A festa major -- especially one that runs for ten days -- is many things to many people.  Every city, town, and village has at least one important festival a year, usually celebrating the feast day of their patron saint.  Some towns have more than one patron saint.  Whatever religious significance these festivals might have had is somewhat diluted in the modern age.  Besides the special mass and floral tribute, for the most part the festes are about having fun and are designed so that everyone will find something to enjoy.

Although I hadn’t planned on going to see the children’s parade, it was so cute I ran home to get my camera and take some (disappointing) pictures that I posted last week.  What I was looking forward to was dancing sardanes, which I did on two different days.

People often place their bags and jackets in the
center of the circle.  But here someone put their cane
so they could dance unencumbered!

 There was a night parade that I didn’t attend, several concerts, some medieval shenanigans with horses that I didn’t go to see either.  Nor did I venture out to see the closing fireworks although I could hear them from home.  The cats were not amused.  In fact, I passed up most of the activities.  Nevertheless I enjoyed quite a few.

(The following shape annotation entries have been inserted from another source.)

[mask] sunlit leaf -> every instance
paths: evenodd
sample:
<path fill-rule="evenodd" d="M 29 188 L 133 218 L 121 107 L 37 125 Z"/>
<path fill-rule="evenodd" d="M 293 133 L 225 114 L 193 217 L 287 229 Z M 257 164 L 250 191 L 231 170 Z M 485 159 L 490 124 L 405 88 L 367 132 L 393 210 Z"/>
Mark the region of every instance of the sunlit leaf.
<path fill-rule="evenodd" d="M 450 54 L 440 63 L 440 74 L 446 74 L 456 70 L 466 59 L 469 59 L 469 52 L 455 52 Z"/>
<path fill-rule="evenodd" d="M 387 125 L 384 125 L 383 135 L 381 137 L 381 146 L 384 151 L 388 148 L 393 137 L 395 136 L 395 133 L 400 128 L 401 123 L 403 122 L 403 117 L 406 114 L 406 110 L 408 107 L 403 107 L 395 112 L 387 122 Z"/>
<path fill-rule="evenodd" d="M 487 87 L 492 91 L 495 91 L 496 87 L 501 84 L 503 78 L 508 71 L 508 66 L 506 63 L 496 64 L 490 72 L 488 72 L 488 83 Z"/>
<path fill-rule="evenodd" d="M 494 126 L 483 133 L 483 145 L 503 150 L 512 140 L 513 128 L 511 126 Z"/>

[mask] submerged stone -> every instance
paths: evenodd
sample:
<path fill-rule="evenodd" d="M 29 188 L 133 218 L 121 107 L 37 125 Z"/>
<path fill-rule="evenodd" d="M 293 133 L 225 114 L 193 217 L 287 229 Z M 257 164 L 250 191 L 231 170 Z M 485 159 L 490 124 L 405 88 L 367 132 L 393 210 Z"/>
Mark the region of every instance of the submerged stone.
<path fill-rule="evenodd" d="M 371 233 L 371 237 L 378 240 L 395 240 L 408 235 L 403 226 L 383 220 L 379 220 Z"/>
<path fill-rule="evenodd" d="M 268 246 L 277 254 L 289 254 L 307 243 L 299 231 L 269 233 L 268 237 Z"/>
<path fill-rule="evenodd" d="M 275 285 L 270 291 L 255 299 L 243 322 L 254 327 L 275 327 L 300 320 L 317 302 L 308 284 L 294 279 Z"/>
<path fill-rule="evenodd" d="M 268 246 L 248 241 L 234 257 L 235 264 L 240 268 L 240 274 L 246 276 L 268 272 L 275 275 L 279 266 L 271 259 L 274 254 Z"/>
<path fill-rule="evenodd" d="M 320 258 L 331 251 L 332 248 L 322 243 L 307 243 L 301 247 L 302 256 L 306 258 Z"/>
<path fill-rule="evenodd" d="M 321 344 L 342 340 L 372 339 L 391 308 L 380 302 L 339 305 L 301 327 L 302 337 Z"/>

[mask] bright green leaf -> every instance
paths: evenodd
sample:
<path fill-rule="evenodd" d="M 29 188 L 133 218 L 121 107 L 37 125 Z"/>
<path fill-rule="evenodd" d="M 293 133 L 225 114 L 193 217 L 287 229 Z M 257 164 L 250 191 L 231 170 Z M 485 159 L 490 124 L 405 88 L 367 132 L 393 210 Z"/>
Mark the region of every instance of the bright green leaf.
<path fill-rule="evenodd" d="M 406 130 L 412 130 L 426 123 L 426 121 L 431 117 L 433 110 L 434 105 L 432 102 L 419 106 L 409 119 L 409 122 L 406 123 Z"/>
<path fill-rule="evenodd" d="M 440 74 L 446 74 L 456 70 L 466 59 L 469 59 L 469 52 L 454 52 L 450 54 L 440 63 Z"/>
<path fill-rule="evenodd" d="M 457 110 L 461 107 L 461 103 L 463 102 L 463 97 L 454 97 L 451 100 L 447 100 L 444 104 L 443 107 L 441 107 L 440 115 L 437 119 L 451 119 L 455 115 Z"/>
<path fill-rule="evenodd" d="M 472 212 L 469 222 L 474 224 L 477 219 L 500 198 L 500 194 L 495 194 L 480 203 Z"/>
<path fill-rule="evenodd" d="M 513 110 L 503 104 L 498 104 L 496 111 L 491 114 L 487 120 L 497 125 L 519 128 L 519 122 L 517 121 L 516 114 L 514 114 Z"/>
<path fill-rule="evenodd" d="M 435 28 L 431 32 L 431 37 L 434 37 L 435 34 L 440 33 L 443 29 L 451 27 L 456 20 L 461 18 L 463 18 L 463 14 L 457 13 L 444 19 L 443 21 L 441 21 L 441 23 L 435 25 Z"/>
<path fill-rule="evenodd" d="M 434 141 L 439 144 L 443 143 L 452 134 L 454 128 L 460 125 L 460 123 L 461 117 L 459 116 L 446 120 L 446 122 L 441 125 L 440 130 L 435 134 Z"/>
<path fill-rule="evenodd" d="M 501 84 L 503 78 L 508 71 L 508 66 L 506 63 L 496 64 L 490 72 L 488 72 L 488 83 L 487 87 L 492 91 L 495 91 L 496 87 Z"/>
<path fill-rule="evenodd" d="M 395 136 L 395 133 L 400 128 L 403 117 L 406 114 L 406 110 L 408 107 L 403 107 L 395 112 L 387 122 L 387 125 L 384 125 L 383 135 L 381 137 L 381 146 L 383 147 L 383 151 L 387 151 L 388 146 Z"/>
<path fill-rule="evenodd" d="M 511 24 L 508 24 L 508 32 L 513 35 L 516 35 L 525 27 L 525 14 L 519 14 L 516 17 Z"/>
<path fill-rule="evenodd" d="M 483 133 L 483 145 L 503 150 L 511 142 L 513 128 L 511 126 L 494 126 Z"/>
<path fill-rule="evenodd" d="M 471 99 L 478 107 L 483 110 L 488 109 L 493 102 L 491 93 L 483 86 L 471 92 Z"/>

I saw the animal rescue people (and dogs) and the doggie audience, a motorcade of Seat 600s, a fun fair, the chess club, a meeting of lace-making clubs, an arts and crafts fair, a medieval fair (which was also an arts and crafts fair), two food fairs,.  I missed the castells (human towers) because I was busy watching the adoptable dogs do tricks (we all have our priorities).  I would say that a good time was had by all.

The Seat people loved that I was taking pictures
of them and were all waving

Artisan-made shoes

Some dish from Galicia

The famous Mediterranean diet


Octopus, my favorite.  That's what I
had for lunch

Friday, May 2, 2014

Festa Major -- Community Spirit

The ads started recently.  This year’s festa major (main festival) was going to be ten days long and have 200 activities.  And I thought to myself, “Geez, can’t these people think of anything else except partying?”

It was day one and I was walking towards the Rambla to do my errands.  I found the streets closed off to cars and the children’s parade underway.  It was cute as can be and there I was without my camera.  So I ran back home to get it and devoted the next hour to trying to capture how splendid it was that over 1000 children, from most, if not all the schools in Figueres, were costumed and parading through the streets, accompanied by homemade floats pulled by farmers driving their tractors.  Anyone not in the parade was standing on the sidewalks admiring and cheering and clapping along with the music that was blasting through loudspeakers placed all along the route.  My photos didn’t come close to doing them justice.  I need to practice the art of elbowing your way through a crowd to get to the front.  And probably other techniques too.

People here do like to party.  But they also like to take part in their community.  Festes include some professional entertainment, but they also benefit from a tremendous amount of citizen participation.  This is true at all the festes, from the smallest villages to Barcelona the capital.

Sardanes (the Catalan national dance) are scheduled three different times during the festa, danced in front of the city hall that has been decorated for the party.  I’ve already attended two of these and have danced both times.  While I’m dancing, I feel part of the community -- a feeling that unfortunately ends abruptly when the dancing does.